Brock University student Ethan Birch on what provincial party leaders can do to engage young voters.

Birch says he typically votes NDP or Liberal.

Though he plans to cast a ballot, he may be part of a shrinking demographic. Although Elections Ontario does not provide statistics on voter turnout and demographics, Elections Canada says 66 per cent of eligible youth aged 18 to 24 voted in the 2021 federal election, down two percentage points from 2019. Typically, voter turnout in provincial elections is lower than the federal level.

Groups such as Future Majority are trying to reverse the trend in Ontario.

A recent survey commissioned by @VoteFutureMajor found young Ont. voters want party leaders @fordnation, @StevenDelDuca, @AndreaHorwath & @MikeSchreiner to address issues like affordable housing, mental health & climate change. #OnPoli #OnElxn

For instance, the group has been holding weekly focus groups with undecided young voters in swing ridings. The Greater Toronto Area holds more than 50 of Ontario’s 124 legislative seats, and pollsters say these ridings are typically up for grabs.

Keeping up with the times

To increase engagement and encourage young voters to head to the polls, Future Majority has launched VoteTube, a platform for party leaders to reach out to young Ontarians.

The leaders answer young voters’ questions on policy and get personal by fielding queries like:

  • What was your first job?
  • What will you do to ensure the economic security and opportunity of young Canadians?
  • What cities have you lived in?
  • What will you do to ensure every young Ontarian is able to access affordable housing — now and in the future?
  • What has COVID-19 been like for you and your family?
  • What will you do to improve access to mental health care for young Ontarians?
  • What were you like when you were younger?
  • Did you think you would become a politician?
  • What is your message to young people voting in this election?

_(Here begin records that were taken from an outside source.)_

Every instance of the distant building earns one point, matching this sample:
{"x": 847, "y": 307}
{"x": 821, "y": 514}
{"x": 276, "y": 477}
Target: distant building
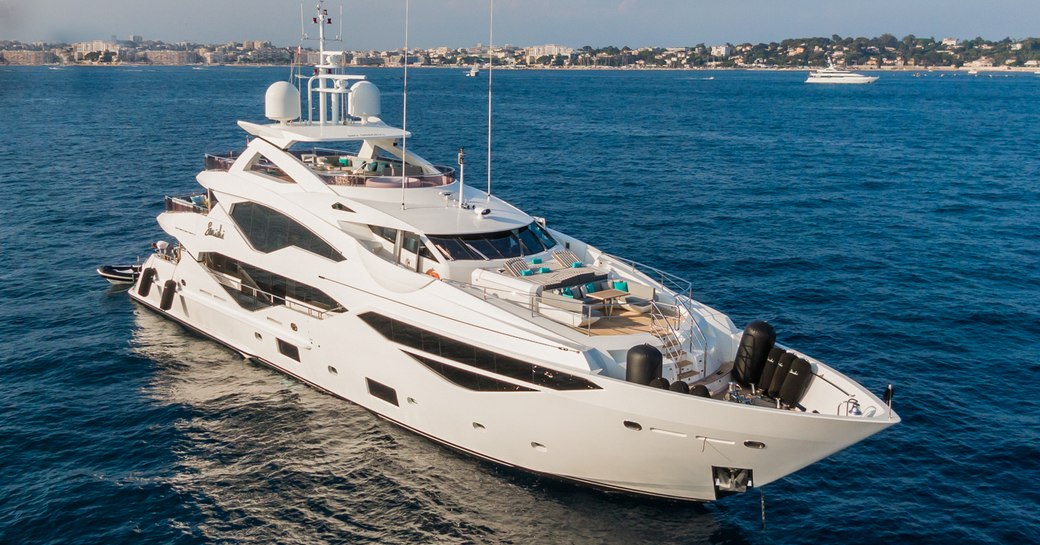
{"x": 548, "y": 50}
{"x": 722, "y": 51}
{"x": 169, "y": 57}
{"x": 27, "y": 57}
{"x": 81, "y": 49}
{"x": 368, "y": 61}
{"x": 213, "y": 57}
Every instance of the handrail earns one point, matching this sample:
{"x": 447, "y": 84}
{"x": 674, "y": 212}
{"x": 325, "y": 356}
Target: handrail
{"x": 682, "y": 292}
{"x": 531, "y": 302}
{"x": 185, "y": 204}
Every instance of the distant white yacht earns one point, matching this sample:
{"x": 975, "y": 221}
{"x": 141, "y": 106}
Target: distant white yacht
{"x": 380, "y": 278}
{"x": 836, "y": 75}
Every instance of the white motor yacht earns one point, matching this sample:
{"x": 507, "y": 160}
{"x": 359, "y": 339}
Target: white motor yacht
{"x": 331, "y": 252}
{"x": 836, "y": 75}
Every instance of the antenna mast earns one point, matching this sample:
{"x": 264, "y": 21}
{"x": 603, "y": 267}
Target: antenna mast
{"x": 404, "y": 136}
{"x": 491, "y": 63}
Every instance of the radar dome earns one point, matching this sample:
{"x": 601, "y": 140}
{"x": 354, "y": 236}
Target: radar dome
{"x": 282, "y": 102}
{"x": 364, "y": 100}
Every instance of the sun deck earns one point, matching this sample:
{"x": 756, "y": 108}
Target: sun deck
{"x": 340, "y": 167}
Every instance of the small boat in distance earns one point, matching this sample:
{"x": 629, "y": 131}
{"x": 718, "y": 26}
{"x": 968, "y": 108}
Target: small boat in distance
{"x": 836, "y": 75}
{"x": 120, "y": 274}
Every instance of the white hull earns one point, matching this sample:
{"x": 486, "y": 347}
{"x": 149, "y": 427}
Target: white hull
{"x": 847, "y": 81}
{"x": 836, "y": 76}
{"x": 465, "y": 319}
{"x": 577, "y": 436}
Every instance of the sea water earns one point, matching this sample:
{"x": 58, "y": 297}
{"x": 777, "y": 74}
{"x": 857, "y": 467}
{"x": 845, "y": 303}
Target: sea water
{"x": 891, "y": 230}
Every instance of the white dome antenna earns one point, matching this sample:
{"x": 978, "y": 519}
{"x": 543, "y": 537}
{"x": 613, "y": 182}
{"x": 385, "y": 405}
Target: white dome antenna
{"x": 282, "y": 102}
{"x": 364, "y": 101}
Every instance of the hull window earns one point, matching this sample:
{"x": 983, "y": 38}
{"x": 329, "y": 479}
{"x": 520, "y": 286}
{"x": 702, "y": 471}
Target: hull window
{"x": 383, "y": 391}
{"x": 288, "y": 349}
{"x": 468, "y": 380}
{"x": 268, "y": 230}
{"x": 258, "y": 288}
{"x": 462, "y": 353}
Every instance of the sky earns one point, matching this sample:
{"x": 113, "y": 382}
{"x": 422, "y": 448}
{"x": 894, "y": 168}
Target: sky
{"x": 380, "y": 24}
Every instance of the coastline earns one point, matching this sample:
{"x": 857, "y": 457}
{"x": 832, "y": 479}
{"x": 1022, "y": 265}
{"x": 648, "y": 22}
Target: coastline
{"x": 1002, "y": 70}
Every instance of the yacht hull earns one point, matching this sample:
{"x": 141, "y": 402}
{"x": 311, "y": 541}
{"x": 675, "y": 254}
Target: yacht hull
{"x": 621, "y": 437}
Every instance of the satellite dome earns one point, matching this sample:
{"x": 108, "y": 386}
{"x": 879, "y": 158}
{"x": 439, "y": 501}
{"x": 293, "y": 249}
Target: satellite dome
{"x": 282, "y": 102}
{"x": 364, "y": 101}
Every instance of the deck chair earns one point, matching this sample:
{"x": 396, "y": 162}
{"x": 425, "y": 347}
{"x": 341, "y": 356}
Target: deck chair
{"x": 566, "y": 258}
{"x": 516, "y": 266}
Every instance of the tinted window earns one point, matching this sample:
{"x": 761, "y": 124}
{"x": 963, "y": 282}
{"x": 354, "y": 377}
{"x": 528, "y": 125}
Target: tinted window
{"x": 467, "y": 354}
{"x": 263, "y": 288}
{"x": 382, "y": 391}
{"x": 453, "y": 248}
{"x": 503, "y": 244}
{"x": 267, "y": 230}
{"x": 288, "y": 349}
{"x": 468, "y": 380}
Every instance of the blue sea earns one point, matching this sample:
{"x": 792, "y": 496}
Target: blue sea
{"x": 891, "y": 230}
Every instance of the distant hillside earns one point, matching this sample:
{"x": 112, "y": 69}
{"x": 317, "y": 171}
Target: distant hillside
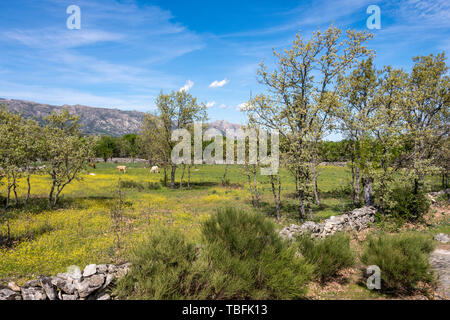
{"x": 94, "y": 121}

Liberal Party Leader Steven Del Duca answered questions while cooking. NDP Leader Andrea Horwath shared her plan for Ontario through the Autocomplete Challenge (taking after the popular WIRED videos featuring celebrities). Green Party Leader Mike Schreiner answered questions while shooting hoops.

Progressive Conservative Leader Doug Ford opted out, with his office telling Future Majority he did not have time in his schedule.

Camellia Wong, Future Majority’s communications director, says the video platform helped young voters get a sense of the leaders’ personalities and learn about their policies.

Camellia Wong, Future Majority’s communications director, explains why she thinks any party that wants to win this election also needs to have the support of young voters.

Voters’ checklist: Where do the parties stand on certain issues?

As candidates for all parties sprint to the finish, Wong says young voters should be armed with specific questions as they decide who to support at the ballot box.

For example:

  • What will you do to ensure every young Ontarian is able to access affordable housing?
  • What will you do to ensure the economic security of young Canadians?
  • What will you do to improve access to mental health care?
  • How will your party support alternative energy sources to reduce demand for fossil fuels?
  • If your party forms the next government, how will you foster greater levels of co-operation on environmental issues among Indigenous communities?

These are questions Birch has been asking.

He’s still waiting for answers and hoping that party leaders continue efforts to engage youth to solve the issues that matter most to them.